Smoking is also associated with inflammation. Rodriguez  conducted a study that found a strong connection between the increase of C-reactive protein and smoking and established that this increase is directly related to the duration of smoking. In addition, it has been demonstrated that smoking increases oxidative stress  and that oxidative stress plays a role in acute and chronic inflammation . Because of this, we have evaluated herein the interleukin-6 levels in the aqueous humor and plasma, and our results show that smoking influences the IL-6 levels in glaucomatous females. Rummenie et al. , in a study about cigarette smoke effects on tear and the ocular surface, observed that IL-6 concentrations increased significantly in tear 24 h after smoke exposure. Studying the progression of ARMD, Seddon et al.  also found a relationship between IL-6 levels and smoking.
Data presented in this work are consistent with the fact that habitual smoking increases the expression of inflammatory and apoptosis markers in glaucoma patients. Since it is known that RGC die by apoptosis in glaucoma, we theorized that the increase of apoptotic and inflammation markers in POAG due to smoking might contribute to the progression of the disease.

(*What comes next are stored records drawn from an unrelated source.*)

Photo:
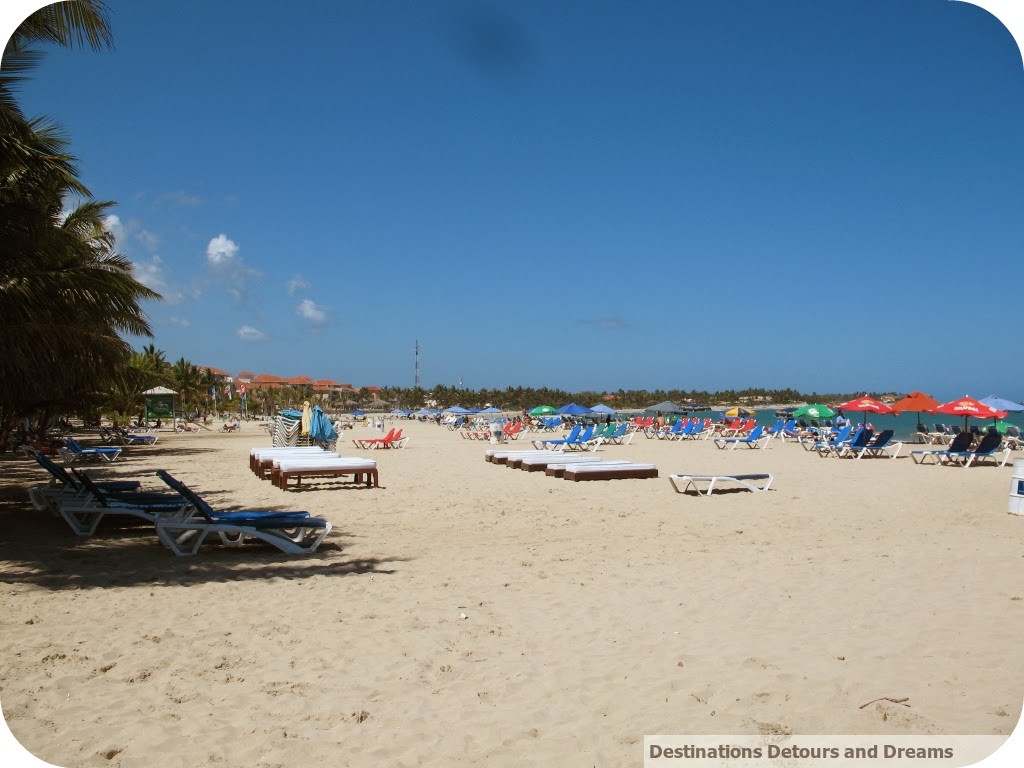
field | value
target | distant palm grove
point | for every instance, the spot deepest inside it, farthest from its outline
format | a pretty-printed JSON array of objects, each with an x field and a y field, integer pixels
[{"x": 68, "y": 297}]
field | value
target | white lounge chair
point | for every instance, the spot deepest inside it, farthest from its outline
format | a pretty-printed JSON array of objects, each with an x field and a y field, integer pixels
[{"x": 749, "y": 481}]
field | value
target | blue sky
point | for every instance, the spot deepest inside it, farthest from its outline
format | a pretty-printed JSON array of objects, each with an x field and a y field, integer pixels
[{"x": 579, "y": 195}]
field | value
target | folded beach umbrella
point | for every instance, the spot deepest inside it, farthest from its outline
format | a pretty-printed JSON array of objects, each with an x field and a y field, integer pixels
[
  {"x": 918, "y": 402},
  {"x": 321, "y": 428},
  {"x": 738, "y": 413},
  {"x": 1001, "y": 404},
  {"x": 968, "y": 407},
  {"x": 573, "y": 409},
  {"x": 814, "y": 411},
  {"x": 866, "y": 406},
  {"x": 666, "y": 407}
]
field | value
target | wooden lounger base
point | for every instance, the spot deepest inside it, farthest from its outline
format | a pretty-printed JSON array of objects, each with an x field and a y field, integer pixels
[
  {"x": 360, "y": 475},
  {"x": 624, "y": 472},
  {"x": 749, "y": 482}
]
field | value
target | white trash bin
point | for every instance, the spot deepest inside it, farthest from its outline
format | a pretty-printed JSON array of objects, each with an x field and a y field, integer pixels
[{"x": 1017, "y": 488}]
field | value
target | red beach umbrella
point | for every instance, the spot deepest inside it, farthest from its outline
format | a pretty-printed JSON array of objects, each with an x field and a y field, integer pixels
[
  {"x": 968, "y": 407},
  {"x": 865, "y": 404},
  {"x": 918, "y": 402}
]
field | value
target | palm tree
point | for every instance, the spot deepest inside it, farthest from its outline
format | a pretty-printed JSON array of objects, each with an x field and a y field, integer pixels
[
  {"x": 187, "y": 382},
  {"x": 66, "y": 294}
]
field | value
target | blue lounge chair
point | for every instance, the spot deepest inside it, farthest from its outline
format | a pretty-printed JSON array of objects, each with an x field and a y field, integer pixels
[
  {"x": 293, "y": 532},
  {"x": 541, "y": 443},
  {"x": 674, "y": 431},
  {"x": 65, "y": 486},
  {"x": 84, "y": 512},
  {"x": 960, "y": 443},
  {"x": 987, "y": 448},
  {"x": 859, "y": 438},
  {"x": 73, "y": 452},
  {"x": 584, "y": 441},
  {"x": 880, "y": 444},
  {"x": 818, "y": 444},
  {"x": 752, "y": 440}
]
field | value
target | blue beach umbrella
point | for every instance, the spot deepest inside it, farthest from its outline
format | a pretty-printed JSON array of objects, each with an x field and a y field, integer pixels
[{"x": 321, "y": 428}]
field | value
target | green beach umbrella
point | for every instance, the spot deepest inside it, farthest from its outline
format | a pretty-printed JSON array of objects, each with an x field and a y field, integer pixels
[{"x": 814, "y": 411}]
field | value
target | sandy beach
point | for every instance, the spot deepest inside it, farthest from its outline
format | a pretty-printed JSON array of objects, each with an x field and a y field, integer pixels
[{"x": 466, "y": 613}]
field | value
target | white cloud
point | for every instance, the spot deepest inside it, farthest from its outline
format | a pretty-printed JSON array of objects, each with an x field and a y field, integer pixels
[
  {"x": 296, "y": 284},
  {"x": 248, "y": 333},
  {"x": 114, "y": 225},
  {"x": 228, "y": 268},
  {"x": 311, "y": 311},
  {"x": 221, "y": 251}
]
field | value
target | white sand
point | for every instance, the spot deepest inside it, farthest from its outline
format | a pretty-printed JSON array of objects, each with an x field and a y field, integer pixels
[{"x": 597, "y": 612}]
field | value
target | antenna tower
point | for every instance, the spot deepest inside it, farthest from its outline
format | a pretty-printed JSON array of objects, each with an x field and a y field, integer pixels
[{"x": 417, "y": 364}]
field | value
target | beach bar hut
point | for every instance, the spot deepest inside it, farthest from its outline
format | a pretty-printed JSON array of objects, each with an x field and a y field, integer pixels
[{"x": 159, "y": 403}]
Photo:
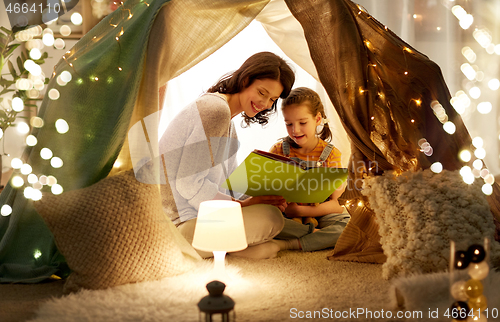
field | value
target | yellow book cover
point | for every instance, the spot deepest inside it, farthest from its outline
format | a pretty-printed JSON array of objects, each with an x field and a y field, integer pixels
[{"x": 265, "y": 173}]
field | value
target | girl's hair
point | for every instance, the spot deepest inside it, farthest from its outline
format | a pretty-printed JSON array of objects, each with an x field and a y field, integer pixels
[
  {"x": 259, "y": 66},
  {"x": 308, "y": 97}
]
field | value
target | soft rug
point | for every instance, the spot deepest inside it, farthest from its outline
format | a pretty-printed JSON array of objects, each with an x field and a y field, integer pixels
[{"x": 282, "y": 289}]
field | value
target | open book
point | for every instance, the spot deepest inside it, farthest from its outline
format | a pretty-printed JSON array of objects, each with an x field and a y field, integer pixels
[{"x": 264, "y": 173}]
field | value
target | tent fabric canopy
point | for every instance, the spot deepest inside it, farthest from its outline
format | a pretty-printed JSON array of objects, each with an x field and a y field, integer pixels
[{"x": 143, "y": 44}]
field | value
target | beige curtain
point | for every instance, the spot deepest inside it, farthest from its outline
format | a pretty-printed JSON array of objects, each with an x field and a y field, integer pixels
[{"x": 383, "y": 90}]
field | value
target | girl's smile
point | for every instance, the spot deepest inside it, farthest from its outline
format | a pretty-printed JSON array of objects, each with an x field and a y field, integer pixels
[{"x": 301, "y": 126}]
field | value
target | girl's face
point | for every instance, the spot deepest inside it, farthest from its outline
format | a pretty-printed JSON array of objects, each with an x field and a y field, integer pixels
[
  {"x": 259, "y": 96},
  {"x": 301, "y": 124}
]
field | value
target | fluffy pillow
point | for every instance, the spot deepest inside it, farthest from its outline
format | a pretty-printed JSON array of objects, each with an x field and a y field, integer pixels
[
  {"x": 114, "y": 232},
  {"x": 420, "y": 212}
]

In this work we studied the changes produced in the expression of certain molecules by tobacco usage in a population of women, and we observed how the expression of the molecules studied increased with smoking. However, there are some factors that we have not considered in our study, such as passive smoking. Passive smoking is a universal problem, and all people (smokers, ex-smokers, or nonsmokers) may be exposed to tobacco smoke in public places, at home, or at work. However, smokers do not usually have a problem staying in smoky places, while nonsmokers tend to avoid them.

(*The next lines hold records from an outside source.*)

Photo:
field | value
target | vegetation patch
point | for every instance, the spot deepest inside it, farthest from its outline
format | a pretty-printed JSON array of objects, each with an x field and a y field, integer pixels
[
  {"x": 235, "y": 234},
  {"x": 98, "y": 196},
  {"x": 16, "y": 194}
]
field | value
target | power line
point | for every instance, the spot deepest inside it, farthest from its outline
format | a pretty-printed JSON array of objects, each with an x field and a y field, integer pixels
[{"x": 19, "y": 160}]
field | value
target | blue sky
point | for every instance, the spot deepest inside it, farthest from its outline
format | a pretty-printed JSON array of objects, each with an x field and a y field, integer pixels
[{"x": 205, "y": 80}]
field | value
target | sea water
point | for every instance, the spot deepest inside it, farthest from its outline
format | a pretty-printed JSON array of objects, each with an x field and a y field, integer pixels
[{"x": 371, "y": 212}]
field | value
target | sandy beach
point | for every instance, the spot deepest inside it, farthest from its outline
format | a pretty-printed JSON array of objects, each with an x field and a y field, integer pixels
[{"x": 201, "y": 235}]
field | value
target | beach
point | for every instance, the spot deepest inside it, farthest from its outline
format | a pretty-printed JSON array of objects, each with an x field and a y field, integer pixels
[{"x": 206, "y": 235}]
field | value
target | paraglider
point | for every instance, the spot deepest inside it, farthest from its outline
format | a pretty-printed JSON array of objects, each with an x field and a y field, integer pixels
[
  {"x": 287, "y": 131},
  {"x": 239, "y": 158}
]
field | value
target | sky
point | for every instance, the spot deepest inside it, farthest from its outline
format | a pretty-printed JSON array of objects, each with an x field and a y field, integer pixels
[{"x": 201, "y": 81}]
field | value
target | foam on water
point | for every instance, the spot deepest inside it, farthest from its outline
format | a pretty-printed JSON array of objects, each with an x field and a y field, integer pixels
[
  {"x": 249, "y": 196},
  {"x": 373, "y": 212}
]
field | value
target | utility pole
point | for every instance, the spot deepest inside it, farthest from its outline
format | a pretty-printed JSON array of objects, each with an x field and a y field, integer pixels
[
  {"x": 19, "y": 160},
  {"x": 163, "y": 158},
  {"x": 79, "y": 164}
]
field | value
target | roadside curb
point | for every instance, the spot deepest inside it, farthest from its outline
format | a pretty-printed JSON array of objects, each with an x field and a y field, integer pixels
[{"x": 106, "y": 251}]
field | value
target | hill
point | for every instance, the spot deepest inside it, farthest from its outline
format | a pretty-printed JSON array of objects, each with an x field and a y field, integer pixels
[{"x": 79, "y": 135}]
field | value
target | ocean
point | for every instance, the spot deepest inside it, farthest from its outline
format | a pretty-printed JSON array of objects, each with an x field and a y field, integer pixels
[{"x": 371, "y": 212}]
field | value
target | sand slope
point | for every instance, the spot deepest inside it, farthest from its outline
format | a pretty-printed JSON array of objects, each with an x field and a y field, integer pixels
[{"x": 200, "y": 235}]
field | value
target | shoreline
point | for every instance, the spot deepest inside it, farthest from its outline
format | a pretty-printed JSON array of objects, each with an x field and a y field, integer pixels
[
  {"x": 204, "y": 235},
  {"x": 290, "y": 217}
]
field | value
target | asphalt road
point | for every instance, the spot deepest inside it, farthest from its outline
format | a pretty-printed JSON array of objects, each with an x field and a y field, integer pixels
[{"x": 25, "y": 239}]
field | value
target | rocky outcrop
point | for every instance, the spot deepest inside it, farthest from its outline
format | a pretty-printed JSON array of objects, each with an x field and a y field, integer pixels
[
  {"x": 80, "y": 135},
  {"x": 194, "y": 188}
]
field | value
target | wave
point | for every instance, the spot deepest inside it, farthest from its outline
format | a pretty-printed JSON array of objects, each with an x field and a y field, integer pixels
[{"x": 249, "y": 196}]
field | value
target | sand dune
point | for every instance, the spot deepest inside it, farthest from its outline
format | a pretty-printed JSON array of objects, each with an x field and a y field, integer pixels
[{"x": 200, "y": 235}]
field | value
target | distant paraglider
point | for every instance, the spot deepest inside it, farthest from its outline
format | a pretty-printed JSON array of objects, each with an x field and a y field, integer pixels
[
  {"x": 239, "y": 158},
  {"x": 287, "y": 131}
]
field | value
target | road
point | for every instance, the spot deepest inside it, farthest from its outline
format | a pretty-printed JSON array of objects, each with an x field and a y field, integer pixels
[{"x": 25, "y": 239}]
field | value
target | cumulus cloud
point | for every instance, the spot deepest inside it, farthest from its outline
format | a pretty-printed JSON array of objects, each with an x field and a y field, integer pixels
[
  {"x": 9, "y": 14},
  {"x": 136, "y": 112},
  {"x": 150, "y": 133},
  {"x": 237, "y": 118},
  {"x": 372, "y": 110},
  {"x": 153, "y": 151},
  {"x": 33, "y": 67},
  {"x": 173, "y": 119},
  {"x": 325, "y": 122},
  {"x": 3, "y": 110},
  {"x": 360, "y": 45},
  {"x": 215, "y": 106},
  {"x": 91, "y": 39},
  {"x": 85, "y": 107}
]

We are currently undertaking a project to attempt to evaluate whether smoking influences the expression of the same molecules in men with glaucoma. Subsequently, if the answer to this new study is positive, we will examine whether the influence of smoking on inflammatory and apoptotic processes is greater in women or in men.
In summary, further research is needed in the context of glaucoma biomarkers, the influence of exogenous risk factors (such as smoking habits), IOP, and the morphological and functional glaucoma test to recommend avoiding smoking, particularly in older women.
This study was supported by the Health Counseling of Valencia – Spain (project EVES 005/2008). This study has been previously presented at 2009 Congress of the European Society of Ophthalmology. All authors declare that the answer to the questions on the competing interest form are all NO and therefore have nothing to declare.